Sunday, June 08, 2008

The Dissolution of Institutional Episcopalianism: Defending the Indefensible

http://www.virtueonline.org/portal/modules/news/article.php?storyid=8388

TEC Bishop John Howe writes:

Common Cause is a confederation of Anglican-style entities that are not recognized by the Archbishop of Canterbury, and in my opinion, will not hold together. Their fatal flaw is their disagreement over the ordination of women. Common Cause cannot and will not recognize as valid the priesthood of Valerie Balius. It is not a Communion solution.

The characterisation/epithet of 'Anglican-style' for the bodies and organisations comprising the Common Cause Partnership is provocative and surprisingly dismissive. Is the Bishop calling CCP bodies vagantes? Many have thought that the Bishop of Central Florida was sympathetic to the CCP, but that is clearly no longer the case. What is clear is that he is a firm supporter of women's 'ordination' and perceives the CCP as a threat to the preservation or recognition of that innovation. Bishop Howe is, however, quite correct about the communion-dividing problem posed by the ordination of women, and indeed that obstacle does seem to be the potential origin and harbinger of a future break-up of the CCP. Unless the question of women's ordination is finally settled one way or the other to the satisfaction of all involved, it threatens to polarise and ultimately divide the CCP as it irrevocably split the Anglican Communion itself.

In leaving The Episcopal Church the options before you are to ally with a Bishop who is not recognized as such by the Archbishop of Canterbury. He alone defines who is and who is not "Anglican."

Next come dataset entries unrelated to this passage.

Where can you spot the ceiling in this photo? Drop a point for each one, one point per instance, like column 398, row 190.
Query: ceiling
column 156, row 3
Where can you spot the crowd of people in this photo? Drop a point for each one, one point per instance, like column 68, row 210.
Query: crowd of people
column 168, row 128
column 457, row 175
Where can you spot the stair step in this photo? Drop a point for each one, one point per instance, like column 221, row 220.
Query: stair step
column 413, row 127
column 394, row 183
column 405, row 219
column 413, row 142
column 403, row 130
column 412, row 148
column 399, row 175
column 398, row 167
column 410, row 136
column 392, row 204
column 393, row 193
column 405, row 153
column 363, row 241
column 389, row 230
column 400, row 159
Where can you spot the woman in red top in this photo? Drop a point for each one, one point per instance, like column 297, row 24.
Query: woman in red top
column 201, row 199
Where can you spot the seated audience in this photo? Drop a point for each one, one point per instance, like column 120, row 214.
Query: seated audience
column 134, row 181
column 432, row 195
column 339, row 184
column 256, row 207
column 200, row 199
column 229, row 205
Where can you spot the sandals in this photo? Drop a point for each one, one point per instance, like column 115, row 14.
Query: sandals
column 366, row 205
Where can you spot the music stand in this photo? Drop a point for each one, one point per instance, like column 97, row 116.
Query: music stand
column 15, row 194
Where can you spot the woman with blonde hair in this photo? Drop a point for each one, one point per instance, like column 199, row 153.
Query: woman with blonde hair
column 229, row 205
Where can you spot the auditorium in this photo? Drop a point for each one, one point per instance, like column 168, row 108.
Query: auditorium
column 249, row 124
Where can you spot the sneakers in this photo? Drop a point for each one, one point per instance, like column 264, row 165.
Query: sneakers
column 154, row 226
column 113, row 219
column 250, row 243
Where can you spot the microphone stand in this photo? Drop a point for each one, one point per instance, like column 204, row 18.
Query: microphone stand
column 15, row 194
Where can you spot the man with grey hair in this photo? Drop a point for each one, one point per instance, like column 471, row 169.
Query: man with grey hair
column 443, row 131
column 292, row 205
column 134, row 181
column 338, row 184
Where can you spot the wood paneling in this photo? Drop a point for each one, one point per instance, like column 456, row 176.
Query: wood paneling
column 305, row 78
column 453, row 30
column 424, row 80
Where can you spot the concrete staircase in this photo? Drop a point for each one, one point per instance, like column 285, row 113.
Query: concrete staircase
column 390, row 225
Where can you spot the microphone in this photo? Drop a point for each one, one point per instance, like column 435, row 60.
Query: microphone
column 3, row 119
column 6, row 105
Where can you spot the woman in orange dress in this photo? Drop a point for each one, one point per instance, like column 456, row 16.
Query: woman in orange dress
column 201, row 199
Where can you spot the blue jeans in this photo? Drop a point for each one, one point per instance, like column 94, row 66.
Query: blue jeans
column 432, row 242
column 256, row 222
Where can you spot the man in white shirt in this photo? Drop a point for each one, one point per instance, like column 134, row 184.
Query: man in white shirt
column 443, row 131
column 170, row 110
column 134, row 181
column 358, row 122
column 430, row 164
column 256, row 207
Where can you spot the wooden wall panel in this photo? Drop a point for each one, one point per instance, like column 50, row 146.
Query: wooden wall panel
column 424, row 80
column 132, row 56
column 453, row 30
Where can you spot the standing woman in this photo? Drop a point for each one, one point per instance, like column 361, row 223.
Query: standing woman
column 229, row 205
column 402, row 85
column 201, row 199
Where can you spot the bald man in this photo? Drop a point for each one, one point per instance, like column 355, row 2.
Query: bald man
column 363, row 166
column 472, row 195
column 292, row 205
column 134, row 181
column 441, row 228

The Anglican Marian exiles of the sixteenth century, the British Catholic Church of the Non-Jurors, the faithful Anglican remnant during the English Commonwealth and Interregnum, the Anglicans of South India after 1947, the Continuing Churches past and present, and a fledgling American Episcopal Church after 1776 would all vehemently disagree with this sweeping over generalisation and assertion. It is flatly unhistorical and erects a disturbing precedent. The Archiepiscopate of Canterbury is not an Anglican Papacy, not has it ever attempted to define Anglicanism beyond what is canonically stipulated in the Church of England as allegiance to Catholic Faith and Order and the authority of the BCP, Ordinal and XXXIX Articles of Religion, and maintenance of communio in sacris with those Churches which have historically comprised the Anglican Communion. Bishops William Sancroft, Francis Turner, William Lloyd, William Thomas, John Lake, Thomas Cartwright, Thomas Ken, and even Robert Kilgour, Arthur Petrie, John Skinner and Samuel Seabury were all perfectly Anglican and orthodox, although they were certainly not always in communion with either the Church of England or the See of Canterbury.

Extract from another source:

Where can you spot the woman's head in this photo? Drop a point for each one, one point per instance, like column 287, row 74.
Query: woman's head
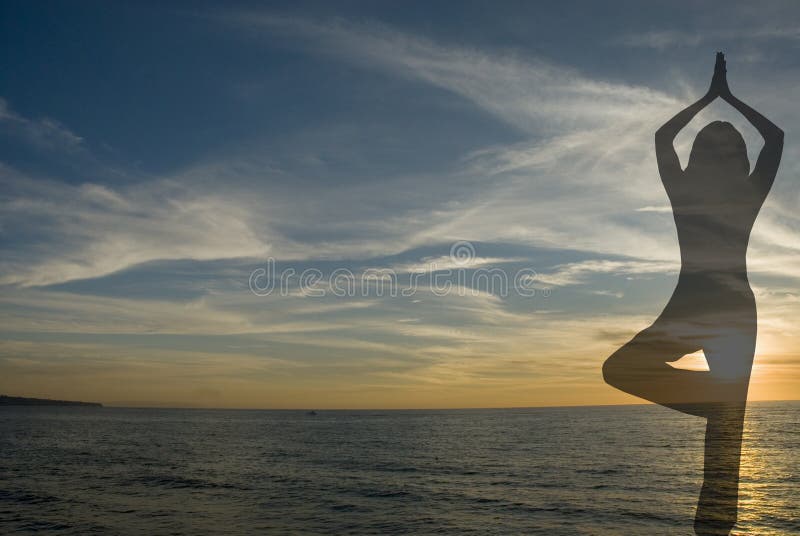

It seems the apologia for TEC Institution has taken on a more desperate tone...

1 comment:

Anonymous said...

Sometimes I think that all "extramural" Anglicans are just Anglican-style entities. It seems that none hold catholic order, and the catholic faith of the UNDIVIDED CHURCH (Counter) Reformation doctrines or practices that don't enjoy the imprimatur of the consensus patrum. And to the extent they interpolate dubious "pet" opinions and practices, (whether the Puritan, Priestess Pope Pius VI's agenda) they violate the letter and spirit of the formative and constitutional, memorialized principles of Anglican.